The hormone’s ability to enhance social attachment is best documented in mouse-like rodents called voles. In 1994, Emory University scientist Larry Young found that antisocial montane voles are unable to process oxytocin in brain regions associated with social bonding, unlike their more agreeable cousins, prairie voles. But when Young blocked prairie voles’ oxytocin receptors, they became as unfriendly and socially withdrawn as montane voles.
His work has provided the framework for human studies. Gregor Domes, a psychiatrist at the University of Rostock in Germany led a study in which he gave synthetic oxytocin to healthy men without autism and then showed them pictures of people whose faces were blocked out except for their eyes. Study participants on oxytocin were able to recognize emotion by studying the eyes, performing the task much better than men given a placebo. Next, Domes plans to determine if the hormone produces a similar effect in autistic patients.

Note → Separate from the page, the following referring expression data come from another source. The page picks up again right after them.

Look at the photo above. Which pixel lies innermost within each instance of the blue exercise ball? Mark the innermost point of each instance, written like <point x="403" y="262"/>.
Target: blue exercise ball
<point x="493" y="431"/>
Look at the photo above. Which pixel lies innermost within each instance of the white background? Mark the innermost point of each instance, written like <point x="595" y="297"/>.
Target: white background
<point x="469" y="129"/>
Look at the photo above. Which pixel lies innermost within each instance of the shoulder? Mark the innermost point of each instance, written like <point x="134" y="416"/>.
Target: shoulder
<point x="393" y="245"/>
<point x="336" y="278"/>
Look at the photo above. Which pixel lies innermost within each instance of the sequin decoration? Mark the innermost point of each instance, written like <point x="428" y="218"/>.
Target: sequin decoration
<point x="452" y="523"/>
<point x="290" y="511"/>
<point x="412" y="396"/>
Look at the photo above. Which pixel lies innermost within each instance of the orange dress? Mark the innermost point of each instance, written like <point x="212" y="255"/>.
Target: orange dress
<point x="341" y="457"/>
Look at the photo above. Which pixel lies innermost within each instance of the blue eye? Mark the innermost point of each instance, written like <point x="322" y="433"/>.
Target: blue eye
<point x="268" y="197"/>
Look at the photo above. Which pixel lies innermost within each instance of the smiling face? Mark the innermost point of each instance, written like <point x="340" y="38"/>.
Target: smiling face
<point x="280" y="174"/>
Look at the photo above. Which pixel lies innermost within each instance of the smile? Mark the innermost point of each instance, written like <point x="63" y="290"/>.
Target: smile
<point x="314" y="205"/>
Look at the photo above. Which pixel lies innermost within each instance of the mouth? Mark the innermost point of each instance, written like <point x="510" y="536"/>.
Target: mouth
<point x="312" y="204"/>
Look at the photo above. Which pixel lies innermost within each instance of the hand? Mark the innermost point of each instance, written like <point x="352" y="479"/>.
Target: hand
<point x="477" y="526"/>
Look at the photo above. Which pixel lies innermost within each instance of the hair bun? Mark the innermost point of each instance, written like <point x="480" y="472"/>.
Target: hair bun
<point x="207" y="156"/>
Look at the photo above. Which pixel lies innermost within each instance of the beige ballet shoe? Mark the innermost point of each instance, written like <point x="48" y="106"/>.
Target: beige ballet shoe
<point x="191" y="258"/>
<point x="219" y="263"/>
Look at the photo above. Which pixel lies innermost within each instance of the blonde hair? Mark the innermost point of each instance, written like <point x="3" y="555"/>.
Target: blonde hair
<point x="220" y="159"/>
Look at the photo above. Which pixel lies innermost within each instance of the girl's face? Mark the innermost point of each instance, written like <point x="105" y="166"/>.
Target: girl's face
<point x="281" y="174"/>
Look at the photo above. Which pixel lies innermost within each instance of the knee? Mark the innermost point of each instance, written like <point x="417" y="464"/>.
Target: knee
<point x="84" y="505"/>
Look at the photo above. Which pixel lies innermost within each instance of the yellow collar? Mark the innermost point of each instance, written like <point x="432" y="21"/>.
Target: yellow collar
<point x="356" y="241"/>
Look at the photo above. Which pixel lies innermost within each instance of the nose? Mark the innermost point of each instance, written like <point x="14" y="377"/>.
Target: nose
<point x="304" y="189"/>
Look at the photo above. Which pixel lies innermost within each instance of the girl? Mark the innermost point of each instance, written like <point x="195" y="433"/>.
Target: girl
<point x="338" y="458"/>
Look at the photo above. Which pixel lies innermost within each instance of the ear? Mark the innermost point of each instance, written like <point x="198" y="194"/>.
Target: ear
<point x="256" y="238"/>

The days of prescription empathy, however, are still several years away. For one thing, researchers need to compile more safety data and test the hormone in children, who would most benefit from early intervention. For the Mt. Sinai team, the next step is to enroll 20 patients in a six-week trial, with the goal of publishing results in two years. If that study is successful, a much larger one will follow. “Right now,” Young says, “we are only seeing the tip-of-the-iceberg effects of oxytocin. It’s a very exciting possibility.”